Делай все наилучшим образом, потому что это единственный способ стать человеком.
Видно, память дана нам для того, чтобы помнить все достойное и недостойное. И сказать тем, кто идет за нами: «Вот единственная тропа, единственная дорога, по которой стоит идти».

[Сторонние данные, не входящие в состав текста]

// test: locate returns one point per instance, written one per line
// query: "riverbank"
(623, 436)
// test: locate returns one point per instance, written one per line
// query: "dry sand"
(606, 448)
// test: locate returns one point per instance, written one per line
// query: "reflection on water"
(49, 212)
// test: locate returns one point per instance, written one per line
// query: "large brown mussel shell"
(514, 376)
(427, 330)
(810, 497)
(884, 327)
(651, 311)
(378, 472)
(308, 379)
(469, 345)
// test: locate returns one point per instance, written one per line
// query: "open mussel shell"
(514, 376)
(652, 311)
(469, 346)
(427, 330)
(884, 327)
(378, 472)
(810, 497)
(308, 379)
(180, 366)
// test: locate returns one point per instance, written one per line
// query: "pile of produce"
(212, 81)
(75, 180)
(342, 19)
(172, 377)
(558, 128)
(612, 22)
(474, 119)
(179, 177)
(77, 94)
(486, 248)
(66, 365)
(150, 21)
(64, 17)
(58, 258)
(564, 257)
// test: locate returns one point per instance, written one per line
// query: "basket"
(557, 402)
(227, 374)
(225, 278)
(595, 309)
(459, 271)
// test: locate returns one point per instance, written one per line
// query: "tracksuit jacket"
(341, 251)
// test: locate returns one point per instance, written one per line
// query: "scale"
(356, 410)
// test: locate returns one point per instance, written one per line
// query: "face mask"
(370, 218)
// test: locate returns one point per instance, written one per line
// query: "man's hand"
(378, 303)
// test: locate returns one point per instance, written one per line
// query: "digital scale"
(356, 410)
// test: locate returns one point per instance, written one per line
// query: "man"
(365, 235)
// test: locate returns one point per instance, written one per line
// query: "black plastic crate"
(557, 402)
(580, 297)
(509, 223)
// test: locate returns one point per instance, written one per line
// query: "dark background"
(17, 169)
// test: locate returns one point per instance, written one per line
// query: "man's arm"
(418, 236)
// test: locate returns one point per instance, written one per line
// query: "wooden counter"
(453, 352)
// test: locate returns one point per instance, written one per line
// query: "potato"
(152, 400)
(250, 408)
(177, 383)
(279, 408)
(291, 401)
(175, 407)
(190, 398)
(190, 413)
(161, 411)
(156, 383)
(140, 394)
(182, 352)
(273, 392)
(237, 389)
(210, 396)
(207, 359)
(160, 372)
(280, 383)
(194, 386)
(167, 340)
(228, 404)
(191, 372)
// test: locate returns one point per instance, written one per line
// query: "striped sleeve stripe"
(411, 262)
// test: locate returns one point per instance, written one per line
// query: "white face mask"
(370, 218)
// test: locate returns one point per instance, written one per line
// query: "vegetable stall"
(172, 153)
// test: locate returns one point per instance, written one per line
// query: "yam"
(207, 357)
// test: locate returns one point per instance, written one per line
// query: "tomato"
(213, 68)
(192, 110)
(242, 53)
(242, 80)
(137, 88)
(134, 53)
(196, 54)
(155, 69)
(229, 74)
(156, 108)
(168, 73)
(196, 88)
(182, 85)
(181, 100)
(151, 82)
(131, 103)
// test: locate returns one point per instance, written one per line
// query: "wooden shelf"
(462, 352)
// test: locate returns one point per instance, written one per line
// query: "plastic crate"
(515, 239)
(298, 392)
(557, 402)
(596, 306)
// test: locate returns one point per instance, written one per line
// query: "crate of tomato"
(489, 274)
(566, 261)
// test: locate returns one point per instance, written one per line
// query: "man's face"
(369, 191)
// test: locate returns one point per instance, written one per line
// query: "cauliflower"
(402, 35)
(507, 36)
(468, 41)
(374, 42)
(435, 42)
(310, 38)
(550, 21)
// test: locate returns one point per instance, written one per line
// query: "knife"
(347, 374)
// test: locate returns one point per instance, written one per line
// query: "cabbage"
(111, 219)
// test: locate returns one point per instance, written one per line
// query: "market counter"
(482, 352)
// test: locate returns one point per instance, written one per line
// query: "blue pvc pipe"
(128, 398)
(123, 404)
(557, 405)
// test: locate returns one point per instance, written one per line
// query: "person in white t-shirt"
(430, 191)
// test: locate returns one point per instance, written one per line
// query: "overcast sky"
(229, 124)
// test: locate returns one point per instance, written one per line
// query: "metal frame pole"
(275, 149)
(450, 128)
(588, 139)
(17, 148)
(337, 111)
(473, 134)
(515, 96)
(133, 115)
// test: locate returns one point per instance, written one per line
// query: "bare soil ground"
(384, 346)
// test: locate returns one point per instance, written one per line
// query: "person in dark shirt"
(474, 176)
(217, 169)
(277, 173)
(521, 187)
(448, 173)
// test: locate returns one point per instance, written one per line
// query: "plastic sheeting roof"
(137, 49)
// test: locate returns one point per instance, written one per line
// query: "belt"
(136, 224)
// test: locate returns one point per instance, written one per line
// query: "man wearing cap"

Мой отец был в чем-то сходен с учителем и с провинциальным врачом: грамотный, «ученый человек» среди массы невежественных страждущих людей, уважаемая личность, «пандит». Он ходил из деревни в деревню, справлял индуистские обряды, а заодно учил детей, врачевал тела и души, разрешал споры. Вольно или невольно, но он преступал в делах круг дозволенного для нашей касты. Когда ему на это указывали, он только грустно улыбался. Как-то у нас собрались брахманы, зашел разговор о хариджанах. Отец слушал молча, потом сказал: «Все мы хариджаны, все парии. Для сэра Уилберфорса, например, для его мэм-сахиб». Гости поджали губы. Отец добавил: «Хорошо, что мы живем в просвещенное время. В древности мы бы даже не знали, с кем спим». Брахманы даже привстали с мест: намекнуть, что до разделения на касты любой из них мог происходить от кого угодно, даже от париев, — это было уже слишком. «Успокойтесь, — поднял руку отец и улыбнулся. — Даже в стихах не ставят рядом «арья» и «пария». Не вам — богу угодно, чтобы каждый знал свое место. Мы должны рассуждать о высоких материях, хариджаны — месить грязь». Он по очереди посмотрел каждому в глаза и добавил: «Мэм-сахиб тоже так думает».
Я очень любил отца. Трудясь честно, он не нажил большого состояния. Всю жизнь прожил на одном месте (пример благочестия брамина — на деле он просто не искал синекуры). Это был внешне очень спокойный человек. Только глаза его все время меняли выражение. Казалось, в нем живет еще один человек, веселый и темпераментный. Однако чаще он был задумчив и молчалив — глаза его становились печальными; мне в эти минуты хотелось заплакать.